Si un mot avait dû résumer la cérémonie : mortel. Ce fut le moment le plus pompeux, et le plus pénible de toute mon existence. J'aurais encore préféré me jeter dans un ravin, une seconde, une troisième, une quatrième fois... Bon, peut-être pas, mais quand même ! Le prêtre avait récité des d'âneries à propos d'un seigneur miséricordieux, et plein d'autres platitudes que j'avais oubliées en route. Si on leur avait présenté leur dieu en personne, la déception aurait été amère, et leur foi réduite à peau de chagrin. Ce n'était qu'un homme, froid et calculateur, passant le plus clair de son temps à se pavaner dans un palace et à échafauder des plans contre un malheureux prof de lycée. Rien de spirituel ou de philanthrope dans de telles entreprises...

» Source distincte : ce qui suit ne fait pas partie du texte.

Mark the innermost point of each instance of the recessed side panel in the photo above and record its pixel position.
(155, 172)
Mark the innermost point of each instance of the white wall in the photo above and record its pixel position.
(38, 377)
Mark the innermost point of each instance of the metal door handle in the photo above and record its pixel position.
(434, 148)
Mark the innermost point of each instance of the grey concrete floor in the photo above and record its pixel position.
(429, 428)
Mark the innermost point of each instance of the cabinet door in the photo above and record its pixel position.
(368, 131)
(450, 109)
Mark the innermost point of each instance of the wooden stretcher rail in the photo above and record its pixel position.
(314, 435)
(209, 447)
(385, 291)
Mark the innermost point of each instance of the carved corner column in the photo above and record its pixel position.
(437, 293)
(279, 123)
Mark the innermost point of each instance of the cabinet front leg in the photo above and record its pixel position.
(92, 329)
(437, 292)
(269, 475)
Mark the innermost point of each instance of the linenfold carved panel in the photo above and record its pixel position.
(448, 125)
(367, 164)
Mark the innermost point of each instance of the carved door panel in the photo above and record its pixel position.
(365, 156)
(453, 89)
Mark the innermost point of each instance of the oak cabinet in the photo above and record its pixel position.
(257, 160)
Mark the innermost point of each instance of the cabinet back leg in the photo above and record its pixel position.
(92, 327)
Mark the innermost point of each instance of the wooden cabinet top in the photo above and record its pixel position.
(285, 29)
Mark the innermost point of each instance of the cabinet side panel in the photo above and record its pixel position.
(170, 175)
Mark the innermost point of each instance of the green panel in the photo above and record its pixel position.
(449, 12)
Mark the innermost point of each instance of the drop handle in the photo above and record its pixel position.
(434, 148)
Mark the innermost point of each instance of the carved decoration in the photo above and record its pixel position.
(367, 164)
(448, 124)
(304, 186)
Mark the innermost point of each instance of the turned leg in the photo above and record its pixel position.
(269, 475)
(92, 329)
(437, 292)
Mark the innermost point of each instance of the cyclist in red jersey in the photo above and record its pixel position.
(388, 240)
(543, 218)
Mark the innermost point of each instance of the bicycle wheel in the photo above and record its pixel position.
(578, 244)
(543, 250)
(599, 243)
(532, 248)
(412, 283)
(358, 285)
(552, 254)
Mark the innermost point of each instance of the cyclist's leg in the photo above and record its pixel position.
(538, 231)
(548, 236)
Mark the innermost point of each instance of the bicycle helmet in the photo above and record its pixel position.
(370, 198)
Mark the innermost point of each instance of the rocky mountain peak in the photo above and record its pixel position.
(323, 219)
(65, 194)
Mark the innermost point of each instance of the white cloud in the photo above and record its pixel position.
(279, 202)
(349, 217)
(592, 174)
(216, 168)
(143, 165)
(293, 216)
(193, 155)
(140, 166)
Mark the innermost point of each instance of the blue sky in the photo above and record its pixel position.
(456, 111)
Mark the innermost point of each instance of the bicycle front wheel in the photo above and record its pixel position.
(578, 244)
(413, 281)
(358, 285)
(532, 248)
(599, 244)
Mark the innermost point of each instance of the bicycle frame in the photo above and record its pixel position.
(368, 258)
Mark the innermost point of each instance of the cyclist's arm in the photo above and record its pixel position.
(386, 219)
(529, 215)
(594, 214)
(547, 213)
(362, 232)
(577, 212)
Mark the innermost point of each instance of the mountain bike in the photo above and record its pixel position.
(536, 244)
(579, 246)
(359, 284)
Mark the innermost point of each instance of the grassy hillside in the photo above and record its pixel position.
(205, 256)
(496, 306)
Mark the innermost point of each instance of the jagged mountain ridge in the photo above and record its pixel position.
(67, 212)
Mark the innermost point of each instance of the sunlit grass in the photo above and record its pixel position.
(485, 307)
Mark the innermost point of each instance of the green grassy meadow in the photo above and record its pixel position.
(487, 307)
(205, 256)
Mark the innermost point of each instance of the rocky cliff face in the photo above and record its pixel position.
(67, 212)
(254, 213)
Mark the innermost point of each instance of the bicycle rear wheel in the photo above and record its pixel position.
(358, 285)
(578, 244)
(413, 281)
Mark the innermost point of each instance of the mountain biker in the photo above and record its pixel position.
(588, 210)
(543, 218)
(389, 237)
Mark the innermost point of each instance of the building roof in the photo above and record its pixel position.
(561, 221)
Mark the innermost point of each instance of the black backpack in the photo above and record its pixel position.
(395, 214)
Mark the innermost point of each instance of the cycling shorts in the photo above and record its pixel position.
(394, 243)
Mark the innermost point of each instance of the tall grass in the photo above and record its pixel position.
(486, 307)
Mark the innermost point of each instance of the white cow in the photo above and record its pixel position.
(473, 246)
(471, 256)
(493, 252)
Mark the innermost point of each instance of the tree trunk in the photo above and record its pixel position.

Nous avions aussi eu droit au couplet sur l'amour divin inconditionnel... Foutaises. Clarke ne voyait la population qu'au travers du prisme du pouvoir. Pour lui, elle ne représentait qu'un troupeau de bestiaux destiné à l'abattoir. Leur seule valeur, à ses yeux, résidait dans les âmes qu'il récoltait à leur trépas.

Malgré mon franc agacement, j'avais écouté ce ramassis de mensonges en véritable brebis disciplinée. Pendant l'éternité que cela avait semblé durer, je m'étais questionnée, torturée, sur le sort de Sarah. Se trouvait-elle soumise là-bas à d'horribles traitements, au moment même où nous la pleurions ici ? L'enfer était-il aussi atroce qu'on pouvait l'imaginer ? Du peu de temps que j'avais passé avec lui, Cameron m'était apparu si ce n'est normal, au moins équilibré, comparé à Clarke. Cela me portait à croire que Sarah était mieux dans le camp de Lucifer. Pourtant, je ne parvenais à me détacher des descriptions épouvantables faites du royaume du diable. Dès que j'y pensais, la culpabilité me remontait dans la gorge. Et je me remettais à pleurer, inlassablement.

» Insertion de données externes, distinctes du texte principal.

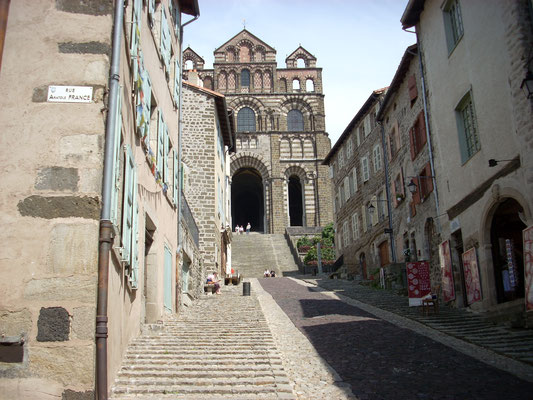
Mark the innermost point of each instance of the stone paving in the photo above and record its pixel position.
(379, 359)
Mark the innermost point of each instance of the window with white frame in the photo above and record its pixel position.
(355, 226)
(341, 157)
(453, 23)
(368, 127)
(377, 158)
(130, 211)
(345, 234)
(351, 182)
(349, 149)
(354, 178)
(467, 128)
(364, 168)
(346, 185)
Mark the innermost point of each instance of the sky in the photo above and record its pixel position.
(357, 43)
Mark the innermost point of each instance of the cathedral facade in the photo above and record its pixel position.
(277, 176)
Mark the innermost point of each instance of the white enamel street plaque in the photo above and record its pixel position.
(70, 94)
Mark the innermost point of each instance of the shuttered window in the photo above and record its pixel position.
(116, 159)
(177, 75)
(129, 210)
(175, 190)
(165, 46)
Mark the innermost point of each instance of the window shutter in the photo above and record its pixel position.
(412, 140)
(416, 195)
(429, 183)
(116, 160)
(176, 179)
(346, 188)
(151, 11)
(160, 144)
(134, 267)
(165, 40)
(177, 74)
(166, 177)
(363, 216)
(136, 29)
(144, 103)
(355, 178)
(413, 91)
(375, 213)
(422, 130)
(127, 209)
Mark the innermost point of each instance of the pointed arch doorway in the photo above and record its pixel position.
(295, 201)
(247, 199)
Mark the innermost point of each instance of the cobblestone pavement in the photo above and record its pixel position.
(381, 360)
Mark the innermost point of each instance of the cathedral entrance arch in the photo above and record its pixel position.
(247, 199)
(295, 201)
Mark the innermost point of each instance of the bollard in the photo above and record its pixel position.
(246, 288)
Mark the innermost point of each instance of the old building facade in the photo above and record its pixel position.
(91, 219)
(408, 158)
(475, 59)
(277, 179)
(358, 178)
(208, 137)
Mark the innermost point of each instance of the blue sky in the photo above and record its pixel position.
(358, 43)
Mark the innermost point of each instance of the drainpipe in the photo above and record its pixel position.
(426, 121)
(106, 236)
(180, 128)
(387, 188)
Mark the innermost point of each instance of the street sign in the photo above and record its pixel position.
(70, 94)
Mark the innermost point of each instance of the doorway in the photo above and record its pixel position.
(507, 250)
(295, 201)
(247, 199)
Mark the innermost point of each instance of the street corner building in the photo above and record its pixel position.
(91, 199)
(277, 176)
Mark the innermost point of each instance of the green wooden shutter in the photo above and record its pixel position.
(177, 73)
(134, 266)
(151, 11)
(166, 178)
(116, 159)
(160, 143)
(127, 209)
(135, 34)
(176, 179)
(165, 40)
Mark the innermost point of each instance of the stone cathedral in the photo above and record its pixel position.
(277, 176)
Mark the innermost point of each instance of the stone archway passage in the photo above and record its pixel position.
(247, 199)
(507, 250)
(295, 201)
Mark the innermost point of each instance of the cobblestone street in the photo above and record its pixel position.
(380, 360)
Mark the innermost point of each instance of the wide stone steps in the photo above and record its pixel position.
(231, 355)
(252, 254)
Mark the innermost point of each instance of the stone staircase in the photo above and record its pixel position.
(219, 348)
(252, 254)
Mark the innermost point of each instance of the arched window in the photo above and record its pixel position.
(295, 84)
(295, 121)
(245, 77)
(309, 85)
(246, 120)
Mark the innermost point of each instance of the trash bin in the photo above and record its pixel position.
(246, 288)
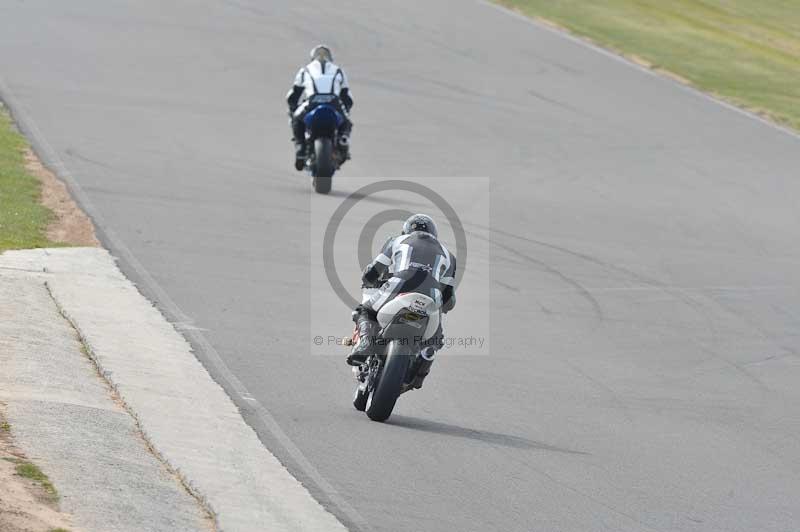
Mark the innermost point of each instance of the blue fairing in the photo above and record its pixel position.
(323, 121)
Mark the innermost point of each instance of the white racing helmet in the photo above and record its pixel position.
(321, 53)
(420, 222)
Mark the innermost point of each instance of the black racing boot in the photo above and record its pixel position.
(424, 368)
(299, 155)
(367, 330)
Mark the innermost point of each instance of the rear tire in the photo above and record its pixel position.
(382, 399)
(323, 165)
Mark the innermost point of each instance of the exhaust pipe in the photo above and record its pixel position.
(428, 353)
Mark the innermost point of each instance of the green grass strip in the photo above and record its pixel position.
(745, 51)
(23, 219)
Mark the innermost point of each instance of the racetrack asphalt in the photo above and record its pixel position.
(644, 265)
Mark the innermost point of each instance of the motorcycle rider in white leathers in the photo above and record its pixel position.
(320, 76)
(415, 261)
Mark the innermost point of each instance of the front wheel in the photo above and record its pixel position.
(323, 165)
(360, 399)
(383, 397)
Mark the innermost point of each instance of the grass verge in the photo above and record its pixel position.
(744, 51)
(23, 219)
(32, 472)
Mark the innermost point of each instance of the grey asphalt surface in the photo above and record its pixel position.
(645, 285)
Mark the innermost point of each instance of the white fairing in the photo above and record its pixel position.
(412, 301)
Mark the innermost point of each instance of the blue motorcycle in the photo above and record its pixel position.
(327, 149)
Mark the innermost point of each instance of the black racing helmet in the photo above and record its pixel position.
(420, 222)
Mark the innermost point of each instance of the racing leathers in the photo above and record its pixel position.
(414, 262)
(318, 77)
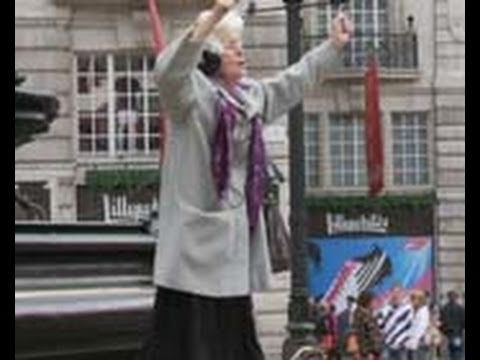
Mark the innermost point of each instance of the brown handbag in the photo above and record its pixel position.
(279, 241)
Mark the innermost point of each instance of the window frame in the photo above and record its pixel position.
(145, 115)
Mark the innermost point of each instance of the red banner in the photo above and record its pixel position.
(373, 129)
(158, 45)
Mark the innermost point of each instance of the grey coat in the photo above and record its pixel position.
(203, 244)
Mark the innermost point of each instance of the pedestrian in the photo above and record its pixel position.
(433, 338)
(344, 326)
(366, 328)
(417, 349)
(329, 341)
(452, 319)
(212, 250)
(395, 322)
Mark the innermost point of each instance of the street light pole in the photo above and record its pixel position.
(300, 329)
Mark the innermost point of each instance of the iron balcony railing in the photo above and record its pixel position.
(395, 51)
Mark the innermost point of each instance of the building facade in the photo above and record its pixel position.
(100, 159)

J'avais exploré tous les scénarios possibles et imaginables sur le sujet quand le prêtre nous invita enfin à approcher. J'attrapai une rose blanche du panier que me tendait Charlie, puis le passai à Cassie. Nous nous levâmes et prîmes place dans la file indienne qui s'était formée en direction du cercueil, attendant que vînt notre tour.

Je vis Ethan s'avancer, les mâchoires serrées. Il déposa une rose rouge sur le cercueil blanc, luttant pour rester fort, mais le barrage qu'il avait érigé se fissurait. Ses traits se chargèrent soudain d'une douleur brute, son corps se mit à trembler sous ses sanglots et soudain... il s'enfuit. Il s'éloigna à grandes enjambées à travers le labyrinthe de sépultures. J'esquissai d'abord un pas, prête à m'élancer, puis me ravisai. Je n'étais pas la bonne personne pour le consoler. Je serais incapable de trouver les mots justes. Et même : sortant de ma bouche, Ethan refuserait de les entendre.

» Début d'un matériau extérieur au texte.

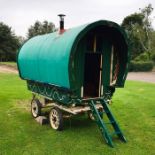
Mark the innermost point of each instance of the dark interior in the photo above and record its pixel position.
(92, 74)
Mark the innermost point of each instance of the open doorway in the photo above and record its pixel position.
(92, 75)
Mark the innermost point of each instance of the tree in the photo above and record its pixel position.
(9, 43)
(40, 28)
(139, 29)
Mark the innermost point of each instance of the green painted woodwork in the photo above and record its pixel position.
(103, 125)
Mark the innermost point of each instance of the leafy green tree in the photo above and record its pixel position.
(9, 43)
(139, 29)
(40, 28)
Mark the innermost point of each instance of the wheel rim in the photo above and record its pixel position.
(34, 109)
(54, 119)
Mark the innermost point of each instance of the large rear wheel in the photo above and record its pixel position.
(56, 119)
(35, 108)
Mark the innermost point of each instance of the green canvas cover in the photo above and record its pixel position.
(47, 58)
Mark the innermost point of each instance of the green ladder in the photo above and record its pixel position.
(102, 125)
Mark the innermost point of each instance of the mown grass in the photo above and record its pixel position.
(9, 64)
(133, 107)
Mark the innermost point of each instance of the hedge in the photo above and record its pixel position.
(140, 66)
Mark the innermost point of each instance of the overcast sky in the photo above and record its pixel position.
(20, 14)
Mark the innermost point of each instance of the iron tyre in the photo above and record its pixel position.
(35, 108)
(56, 119)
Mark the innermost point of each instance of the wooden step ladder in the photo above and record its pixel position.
(101, 124)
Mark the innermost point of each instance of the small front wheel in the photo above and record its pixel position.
(35, 108)
(56, 119)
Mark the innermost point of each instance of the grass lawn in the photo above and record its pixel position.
(133, 107)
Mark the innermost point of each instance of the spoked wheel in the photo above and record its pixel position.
(56, 119)
(35, 108)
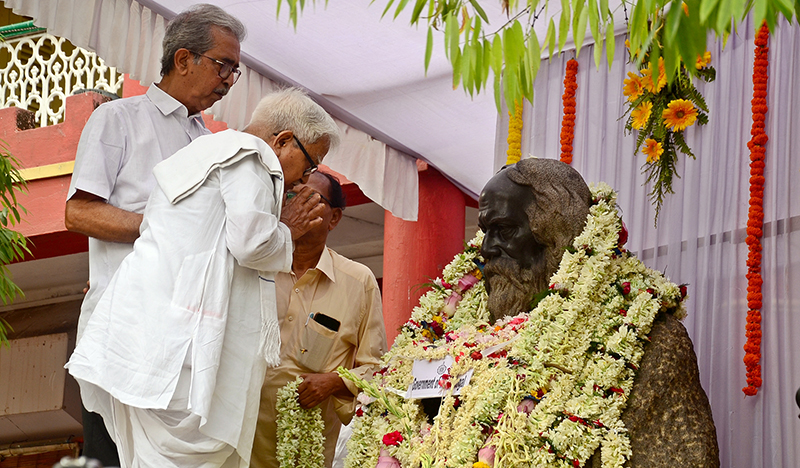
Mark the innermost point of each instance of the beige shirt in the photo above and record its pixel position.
(348, 292)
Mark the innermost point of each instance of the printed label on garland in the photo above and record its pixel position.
(432, 379)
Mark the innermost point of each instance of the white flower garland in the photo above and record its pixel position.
(573, 358)
(300, 443)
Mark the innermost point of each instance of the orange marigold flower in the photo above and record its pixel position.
(703, 60)
(641, 115)
(653, 150)
(633, 87)
(679, 114)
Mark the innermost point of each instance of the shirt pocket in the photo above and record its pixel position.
(315, 346)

Je donnai une tape sur l'épaule de Charlie qui me dévisagea.

— Vas-y ! l'encourageai-je.

Il ne bougea pas.

— Allez ! renchérit Cassie en le poussant carrément pour qu'il avance.

Sans autre choix, il partit à petite foulée.

— Un vrai âne celui-ci, commenta Cassie. Il faut donner un bon coup de talon, sinon on arrive à rien.

— Je confirme, pour l'avoir vu nu. Il a tout d'un âne...

Cassie émit un gloussement parfaitement inapproprié avant d'aussitôt se couvrir la bouche. Les invités autour de nous se retournèrent avec indignation. Elle s'excusa et je baissai la tête en me mordant la langue. On continuait d'avancer pas à pas dans la longue file, faisant profil bas, quand deux paires de chaussures impeccablement cirées nous bloquèrent le passage. Mes yeux remontèrent lentement jusqu'à rencontrer le regard des deux madeleines.